Le parcours de Beth Harmon devient dès lors celui d’une ascension sociale par les échecs, un thème déjà traité au cinéma par Queen of Katwe (2016) et Fahim (2019), et ouvre aux spectateurs une focale des possibles : les échecs ne sont plus l’apanage d’une élite masculine, mais s’appuient sur une pratique populaire où les femmes pourraient avoir leur place. Ces deux éléments, conjugués à une réalisation particulièrement soignée, ont eu des effets immédiats sur la pratique du jeu. Les principaux sites d’échecs en ligne, dont le nombre de pratiquants avait déjà bondi lors du premier confinement, ont vu leur audience croître considérablement. De son côté, la Fédération française d’échecs a noté un afflux de femmes désirant rejoindre les clubs qui sont pour l’instant fermés en raison de la crise sanitaire.
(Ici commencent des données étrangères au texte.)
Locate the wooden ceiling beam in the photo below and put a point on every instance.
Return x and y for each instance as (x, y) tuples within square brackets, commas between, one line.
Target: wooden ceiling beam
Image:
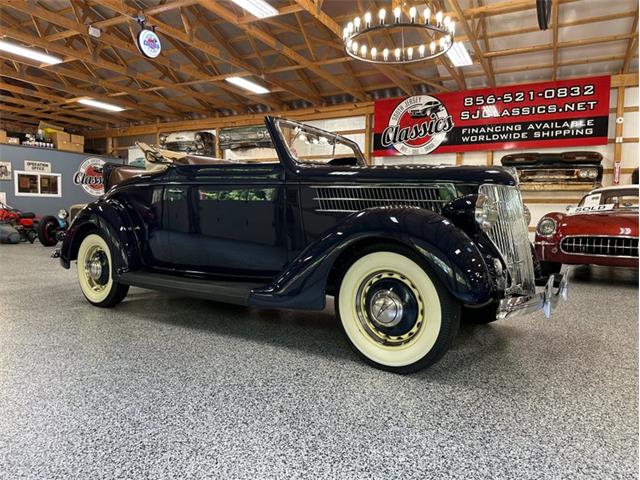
[(44, 107), (109, 22), (135, 109), (488, 70), (273, 42), (567, 44), (58, 100), (632, 47), (49, 116), (101, 63), (555, 12), (204, 46), (114, 41)]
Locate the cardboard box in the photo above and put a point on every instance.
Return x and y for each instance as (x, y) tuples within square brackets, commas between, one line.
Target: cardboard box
[(71, 147), (58, 138), (79, 139)]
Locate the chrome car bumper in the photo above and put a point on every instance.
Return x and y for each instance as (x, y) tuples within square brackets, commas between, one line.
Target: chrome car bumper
[(557, 286)]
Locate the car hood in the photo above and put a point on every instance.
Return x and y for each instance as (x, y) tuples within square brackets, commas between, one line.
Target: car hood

Par les thématiques qu’elle aborde et les clichés qu’elle déconstruit, la série Le Jeu de la dame semble avoir provoqué un véritable engouement pour ce loisir, même s’il est encore tôt pour en mesurer un effet réel qui pourrait se dégonfler faute de structures ouvertes. En la faisant devenir la fiction la plus regardée sur la plateforme qui la diffuse, le succès rencontré par la série interroge aussi l’observateur d’un sport en mutation. En effet, l’attention portée sur les vocations suscitées n’est sans doute qu’anecdotique. Plutôt qu’un espoir de renouveau de la pratique, l’adhésion à la série témoigne surtout d’une popularité déjà acquise dans le sillon d’une histoire sociale des échecs qui reste à écrire. Sortant de l’élitisme dans lequel l’avait placé l’époque moderne et le XIXe siècle, ce jeu s’est ouvert lors de la seconde moitié du XXe siècle et encore plus avec l’avènement de la pratique sur Internet.
Difficile de dire si The Queen’s Gambit inaugure une nouvelle ère, mais son succès s’inscrit bien dans un processus historique d’élargissement de son assise sociale.
Les sept épisodes du Jeu de la dame (The Queen’s Gambit) sont disponibles sur Netflix.